When is ‘just another crash’ one crash too many? Surely Marc Marquez and his cohorts will be wondering that, after his spectacular high-speed get-off at Jerez.

He’s no stranger to getting up and pressing on. Finding the limit by going beyond it is crucial to his technique.

This crash, however, on lap two of the Spanish MotoGP round, was different. For one thing, it happened at Turn 11, the fastest on the Andalusian circuit… an unusual place to fall. On a weekend with a (below average) 48 crashes, only one other rider fell there – Moto2’s Sergio Garcia.

More importantly, Marc had no explanation. To the public, it was “a small mistake”. But to his team, he was genuinely baffled. No explanation. And as every rider knows, the crashes that take you by surprise, when there’s no explanation, are the ones that make you lose sleep.

Just for the record, it was Marc’s second race crash of the weekend. He fell also in Saturday’s crazy Sprint, hit halfway through by sudden heavy rain. Typically he managed to jump back on, whizz into the pits for a wet bike, and go out again… to win. Vintage Marquez.

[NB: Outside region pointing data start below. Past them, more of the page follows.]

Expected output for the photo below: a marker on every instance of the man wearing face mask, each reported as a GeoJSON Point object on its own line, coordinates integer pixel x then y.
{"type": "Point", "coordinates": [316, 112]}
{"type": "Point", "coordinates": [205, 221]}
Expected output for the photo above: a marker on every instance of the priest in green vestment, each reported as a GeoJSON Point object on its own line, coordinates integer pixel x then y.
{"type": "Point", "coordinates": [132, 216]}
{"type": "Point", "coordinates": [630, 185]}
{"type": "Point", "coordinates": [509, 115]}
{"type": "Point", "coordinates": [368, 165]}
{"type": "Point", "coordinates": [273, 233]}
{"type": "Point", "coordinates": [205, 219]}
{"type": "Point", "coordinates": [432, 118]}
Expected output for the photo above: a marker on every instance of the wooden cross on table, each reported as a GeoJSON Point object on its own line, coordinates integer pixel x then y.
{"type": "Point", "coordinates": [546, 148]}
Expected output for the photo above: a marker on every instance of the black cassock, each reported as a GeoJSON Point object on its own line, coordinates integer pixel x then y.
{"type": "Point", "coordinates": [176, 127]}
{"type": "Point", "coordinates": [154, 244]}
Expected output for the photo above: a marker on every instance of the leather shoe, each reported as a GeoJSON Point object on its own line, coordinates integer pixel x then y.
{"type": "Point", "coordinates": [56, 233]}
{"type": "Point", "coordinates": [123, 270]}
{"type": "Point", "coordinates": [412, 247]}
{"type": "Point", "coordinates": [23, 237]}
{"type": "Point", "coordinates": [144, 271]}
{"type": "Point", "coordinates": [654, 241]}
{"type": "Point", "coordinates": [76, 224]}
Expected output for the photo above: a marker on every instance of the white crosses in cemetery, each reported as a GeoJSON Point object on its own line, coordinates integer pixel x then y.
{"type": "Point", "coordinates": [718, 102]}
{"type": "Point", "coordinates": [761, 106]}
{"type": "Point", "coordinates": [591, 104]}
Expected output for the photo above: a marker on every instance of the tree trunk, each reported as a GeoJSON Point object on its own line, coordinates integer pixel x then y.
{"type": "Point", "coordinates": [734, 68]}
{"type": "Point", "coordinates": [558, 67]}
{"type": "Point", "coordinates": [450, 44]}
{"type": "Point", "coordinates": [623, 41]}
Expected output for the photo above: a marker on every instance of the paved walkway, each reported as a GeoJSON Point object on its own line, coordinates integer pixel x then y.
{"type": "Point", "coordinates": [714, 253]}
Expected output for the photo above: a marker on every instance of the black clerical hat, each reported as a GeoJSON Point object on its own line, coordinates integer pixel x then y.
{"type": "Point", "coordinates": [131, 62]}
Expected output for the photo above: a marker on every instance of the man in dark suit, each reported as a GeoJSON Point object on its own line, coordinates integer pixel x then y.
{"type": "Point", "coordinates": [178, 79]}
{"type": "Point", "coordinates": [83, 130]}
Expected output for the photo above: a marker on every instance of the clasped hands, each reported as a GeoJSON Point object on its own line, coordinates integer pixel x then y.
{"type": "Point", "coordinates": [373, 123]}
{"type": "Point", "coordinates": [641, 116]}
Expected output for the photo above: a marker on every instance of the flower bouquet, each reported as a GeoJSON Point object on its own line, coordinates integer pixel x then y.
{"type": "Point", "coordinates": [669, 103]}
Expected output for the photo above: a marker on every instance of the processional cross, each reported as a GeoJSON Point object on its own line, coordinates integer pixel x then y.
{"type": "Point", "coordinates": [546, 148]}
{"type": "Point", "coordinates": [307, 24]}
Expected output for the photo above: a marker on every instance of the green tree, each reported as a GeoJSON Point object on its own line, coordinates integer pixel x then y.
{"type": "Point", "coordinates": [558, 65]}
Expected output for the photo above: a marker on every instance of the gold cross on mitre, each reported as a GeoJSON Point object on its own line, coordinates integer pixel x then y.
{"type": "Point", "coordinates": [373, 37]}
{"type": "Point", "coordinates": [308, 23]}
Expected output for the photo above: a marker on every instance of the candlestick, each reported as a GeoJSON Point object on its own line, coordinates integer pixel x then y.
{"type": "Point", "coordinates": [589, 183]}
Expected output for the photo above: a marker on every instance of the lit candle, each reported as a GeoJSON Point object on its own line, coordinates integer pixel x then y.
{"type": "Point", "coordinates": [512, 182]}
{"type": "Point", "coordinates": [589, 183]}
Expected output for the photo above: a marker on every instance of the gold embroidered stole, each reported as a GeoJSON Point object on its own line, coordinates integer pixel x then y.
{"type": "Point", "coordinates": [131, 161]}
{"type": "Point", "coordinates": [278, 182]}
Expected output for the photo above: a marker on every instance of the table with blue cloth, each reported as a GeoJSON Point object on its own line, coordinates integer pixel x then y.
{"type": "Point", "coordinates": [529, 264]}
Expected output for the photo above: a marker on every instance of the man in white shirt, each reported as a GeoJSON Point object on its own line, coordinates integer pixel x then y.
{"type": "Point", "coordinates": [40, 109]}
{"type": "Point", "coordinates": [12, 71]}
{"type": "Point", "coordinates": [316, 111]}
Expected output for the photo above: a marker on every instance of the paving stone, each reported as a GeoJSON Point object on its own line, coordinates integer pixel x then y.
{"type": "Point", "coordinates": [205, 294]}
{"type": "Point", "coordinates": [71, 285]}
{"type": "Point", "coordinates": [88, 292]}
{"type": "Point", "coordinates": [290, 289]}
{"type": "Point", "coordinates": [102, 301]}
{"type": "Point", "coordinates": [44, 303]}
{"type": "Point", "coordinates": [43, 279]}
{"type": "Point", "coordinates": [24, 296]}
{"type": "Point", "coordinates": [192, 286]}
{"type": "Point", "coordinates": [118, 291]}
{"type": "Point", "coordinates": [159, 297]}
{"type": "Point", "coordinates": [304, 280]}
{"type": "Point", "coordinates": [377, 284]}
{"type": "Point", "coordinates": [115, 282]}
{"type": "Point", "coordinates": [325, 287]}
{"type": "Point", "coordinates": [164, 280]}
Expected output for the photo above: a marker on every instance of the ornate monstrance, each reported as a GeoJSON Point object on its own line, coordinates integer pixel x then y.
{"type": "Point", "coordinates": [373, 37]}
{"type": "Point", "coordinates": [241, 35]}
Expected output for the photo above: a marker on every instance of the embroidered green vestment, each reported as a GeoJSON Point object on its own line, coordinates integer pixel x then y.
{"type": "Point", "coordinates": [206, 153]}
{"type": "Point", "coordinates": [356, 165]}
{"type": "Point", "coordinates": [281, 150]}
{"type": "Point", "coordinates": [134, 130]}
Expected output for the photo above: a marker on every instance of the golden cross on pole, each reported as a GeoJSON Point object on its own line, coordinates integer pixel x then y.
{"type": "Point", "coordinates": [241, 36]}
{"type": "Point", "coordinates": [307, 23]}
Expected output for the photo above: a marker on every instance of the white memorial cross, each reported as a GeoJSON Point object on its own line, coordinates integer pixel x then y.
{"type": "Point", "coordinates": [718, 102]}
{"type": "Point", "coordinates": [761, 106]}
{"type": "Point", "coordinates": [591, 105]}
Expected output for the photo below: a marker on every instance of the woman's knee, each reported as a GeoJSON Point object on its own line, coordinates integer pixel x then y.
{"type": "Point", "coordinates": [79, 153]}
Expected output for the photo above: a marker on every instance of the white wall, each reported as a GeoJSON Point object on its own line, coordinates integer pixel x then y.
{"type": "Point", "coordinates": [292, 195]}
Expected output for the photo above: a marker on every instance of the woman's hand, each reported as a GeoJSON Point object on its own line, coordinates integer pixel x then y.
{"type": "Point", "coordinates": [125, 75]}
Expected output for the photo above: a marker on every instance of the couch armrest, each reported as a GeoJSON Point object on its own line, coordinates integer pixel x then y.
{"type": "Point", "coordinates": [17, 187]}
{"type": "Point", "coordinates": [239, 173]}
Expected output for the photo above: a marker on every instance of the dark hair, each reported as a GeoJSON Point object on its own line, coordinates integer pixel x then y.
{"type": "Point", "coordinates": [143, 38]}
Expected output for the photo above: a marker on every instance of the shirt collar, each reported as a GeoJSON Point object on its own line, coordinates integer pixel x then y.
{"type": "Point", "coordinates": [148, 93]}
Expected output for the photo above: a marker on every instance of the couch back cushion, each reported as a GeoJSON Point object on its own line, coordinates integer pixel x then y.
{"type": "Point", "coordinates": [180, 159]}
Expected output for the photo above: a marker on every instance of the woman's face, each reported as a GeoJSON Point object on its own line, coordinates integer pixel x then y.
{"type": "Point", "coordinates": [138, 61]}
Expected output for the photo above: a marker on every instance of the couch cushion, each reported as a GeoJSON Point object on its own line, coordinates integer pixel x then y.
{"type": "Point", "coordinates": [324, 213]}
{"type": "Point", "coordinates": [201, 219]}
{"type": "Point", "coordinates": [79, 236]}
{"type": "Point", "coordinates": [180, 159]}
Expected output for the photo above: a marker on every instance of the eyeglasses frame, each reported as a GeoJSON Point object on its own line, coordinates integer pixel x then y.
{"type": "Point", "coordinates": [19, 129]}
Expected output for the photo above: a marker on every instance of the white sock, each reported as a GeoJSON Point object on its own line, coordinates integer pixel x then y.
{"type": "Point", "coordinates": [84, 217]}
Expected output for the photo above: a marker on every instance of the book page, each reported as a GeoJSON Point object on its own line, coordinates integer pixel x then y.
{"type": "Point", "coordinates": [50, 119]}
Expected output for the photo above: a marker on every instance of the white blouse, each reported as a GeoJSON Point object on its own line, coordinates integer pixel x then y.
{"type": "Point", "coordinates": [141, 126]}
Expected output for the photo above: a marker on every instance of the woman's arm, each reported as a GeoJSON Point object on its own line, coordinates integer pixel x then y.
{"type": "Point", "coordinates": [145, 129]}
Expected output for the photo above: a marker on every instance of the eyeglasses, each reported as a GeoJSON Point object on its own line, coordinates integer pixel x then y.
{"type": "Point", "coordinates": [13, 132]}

Surviving crashes is really is vintage Marquez. He’s not always recorded the most crashes in a year, but it has happened… in 2022 (22 falls) and again in 2023 (29), the last of his increasingly difficult late Honda years, battling lingering injury and an increasingly intractable bike.

Learning the Ducati in 2024, he clocked 24 tumbles, with only Acosta (28) suffering more.

Just falling off, even at speed, isn’t going to faze him. So why the concern? Because it might be part of a pattern. An undermining moment. The trigger for a costly lapse in confidence.

This is Marquez we are talking about here, the rider who did for Valentino Rossi, the greatest of his generation. Which makes doubts seem a little far-fetched. But perhaps the background music has changed, slightly but significantly.

For example, we have Jorge Lorenzo suggesting that increased corner speeds have left the great man floundering… having trouble adapting his style to latest developments. Which sounds daft, but to be fair is something that eventually happens to ageing riders, no matter how great they were before.

Each fresh genius sets new standards, while other riders seek and eventually find new ways to catch up. Then the erstwhile and now inevitably older leader finds it hard to adapt his own style. Old dogs, new tricks.

So Lorenzo’s opinion is not to be ignored.

Furthermore, there is a more prosaic reason for credibility: simply physical… the injury that brought an early end to Marc’s triumphant 2025 season in Indonesia, after winning the title with five races to spare.

After yet more surgery, Marc started this year with his right shoulder not yet fully recovered, and five races in it was still not back to normal. It might never be. It means that he can’t ride with his usual upper-body strength and agility. He might never be able to.

This was compounded by an apparently minor but still costly instability in the latest Ducati, which further spoiled Marc’s prowess in the opening laps. His late-race pace is as fast as ever, but by then he’s lost too much ground.

Ducati may have solved this issue in the post-Jerez tests. Marc really needs them to, at a stage of his life and his career when many objectives have already been achieved, and the urgency of youth is no longer a factor.

It’s too soon to call the first part of the 2026 season a crisis in confidence, but all the ingredients are there. The forthcoming races will be crucial if Marc hopes to extend his reign.